Statt der ÖVP-FPÖ-Bundesregierung können die österreichischen Bürger dem UNO-Migrationspakt "beitreten". Der symbolische Beitritt als Statement gegen den Ausstieg der Regierung aus dem "Globalen Pakt für sichere, geordnete und geregelte Migration" ist im Rahmen einer Online-Kampagne des gemeinnützigen Vereins #aufstehn möglich.

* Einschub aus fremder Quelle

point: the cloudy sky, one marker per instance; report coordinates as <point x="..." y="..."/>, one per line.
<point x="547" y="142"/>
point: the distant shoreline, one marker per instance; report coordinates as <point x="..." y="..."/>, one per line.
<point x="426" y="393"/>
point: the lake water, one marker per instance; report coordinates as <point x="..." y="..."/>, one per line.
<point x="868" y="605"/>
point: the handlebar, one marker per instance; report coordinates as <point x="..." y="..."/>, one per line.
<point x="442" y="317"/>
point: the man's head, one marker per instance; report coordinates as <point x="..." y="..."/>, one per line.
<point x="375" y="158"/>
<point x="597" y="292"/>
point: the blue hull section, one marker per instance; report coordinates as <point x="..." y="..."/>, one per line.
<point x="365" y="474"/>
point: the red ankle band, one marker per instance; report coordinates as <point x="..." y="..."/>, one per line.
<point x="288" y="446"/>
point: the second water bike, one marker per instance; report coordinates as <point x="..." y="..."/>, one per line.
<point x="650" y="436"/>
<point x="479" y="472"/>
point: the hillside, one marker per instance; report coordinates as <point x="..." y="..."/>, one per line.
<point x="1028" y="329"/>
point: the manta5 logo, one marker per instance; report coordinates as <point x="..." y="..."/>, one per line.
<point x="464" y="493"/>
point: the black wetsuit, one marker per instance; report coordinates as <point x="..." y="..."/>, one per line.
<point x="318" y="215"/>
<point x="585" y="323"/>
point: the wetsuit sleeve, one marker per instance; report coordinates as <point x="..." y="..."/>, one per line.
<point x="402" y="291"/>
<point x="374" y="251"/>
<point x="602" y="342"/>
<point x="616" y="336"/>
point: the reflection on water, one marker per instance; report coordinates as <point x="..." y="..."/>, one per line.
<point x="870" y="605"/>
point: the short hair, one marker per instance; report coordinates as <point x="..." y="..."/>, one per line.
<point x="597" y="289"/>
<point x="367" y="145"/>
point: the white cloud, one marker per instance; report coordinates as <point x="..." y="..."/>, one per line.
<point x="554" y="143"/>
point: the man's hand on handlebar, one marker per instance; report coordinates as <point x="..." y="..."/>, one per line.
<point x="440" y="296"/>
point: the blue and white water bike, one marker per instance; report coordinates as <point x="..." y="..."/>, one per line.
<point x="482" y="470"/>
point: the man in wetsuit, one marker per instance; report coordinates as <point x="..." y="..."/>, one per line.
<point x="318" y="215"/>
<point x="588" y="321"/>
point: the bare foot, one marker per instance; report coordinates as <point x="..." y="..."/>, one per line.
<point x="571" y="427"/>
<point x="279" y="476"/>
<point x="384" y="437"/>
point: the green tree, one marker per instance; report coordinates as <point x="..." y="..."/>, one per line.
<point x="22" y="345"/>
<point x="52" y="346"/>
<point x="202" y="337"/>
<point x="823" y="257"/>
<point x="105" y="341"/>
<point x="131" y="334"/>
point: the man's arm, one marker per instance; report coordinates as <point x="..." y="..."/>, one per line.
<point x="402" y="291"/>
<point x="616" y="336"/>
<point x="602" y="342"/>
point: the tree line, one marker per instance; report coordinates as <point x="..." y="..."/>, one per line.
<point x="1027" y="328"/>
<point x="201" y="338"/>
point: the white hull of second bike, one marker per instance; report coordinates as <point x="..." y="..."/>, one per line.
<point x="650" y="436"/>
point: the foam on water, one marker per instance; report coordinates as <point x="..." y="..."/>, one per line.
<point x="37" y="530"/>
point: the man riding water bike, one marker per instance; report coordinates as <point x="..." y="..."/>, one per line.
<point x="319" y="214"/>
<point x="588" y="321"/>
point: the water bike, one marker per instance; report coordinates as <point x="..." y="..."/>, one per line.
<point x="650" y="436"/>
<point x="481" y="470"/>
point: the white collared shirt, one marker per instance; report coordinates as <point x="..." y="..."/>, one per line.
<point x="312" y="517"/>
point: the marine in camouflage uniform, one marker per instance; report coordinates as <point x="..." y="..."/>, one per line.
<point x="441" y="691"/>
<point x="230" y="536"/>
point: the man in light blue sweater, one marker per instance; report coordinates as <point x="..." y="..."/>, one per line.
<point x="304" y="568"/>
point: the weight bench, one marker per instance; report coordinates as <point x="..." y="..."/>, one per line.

"Die österreichische Bundesregierung tritt aus dem UNO-Migrationspakt aus. Damit lehnt sie grundlegende Menschenrechte ab und stellt sich zu (Ungarns Premier Viktor) Orban und (US-Präsident Donald) Trump an den rechten Rand der Weltgemeinschaft", schreiben die Aktivisten auf ihrer Seite unter dem Titel "Wir unterzeichnen den Migrationspakt". Bis am späten Donnerstagvormittag hatten sich so knapp 31.000 Personen zu dem UNO-Pakt bekannt.
Man wolle den Ausstieg nicht hinnehmen und "konstruktive und nachhaltige Lösungen im Bereich Migration", lauten die zentralen Punkte der Online-Kampagne. #aufstehn will nach eigenen Angaben die zivilgesellschaftliche Partizipation fördern und mithilfe digitaler Technologien "Zugangsbarrieren zu politischen Prozessen abbauen und Mitbestimmung ermöglichen - damit die Themen, die vielen von uns schon lange unter den Fingernägeln brennen, endlich ins Licht der Öffentlichkeit und auf die politische Agenda kommen".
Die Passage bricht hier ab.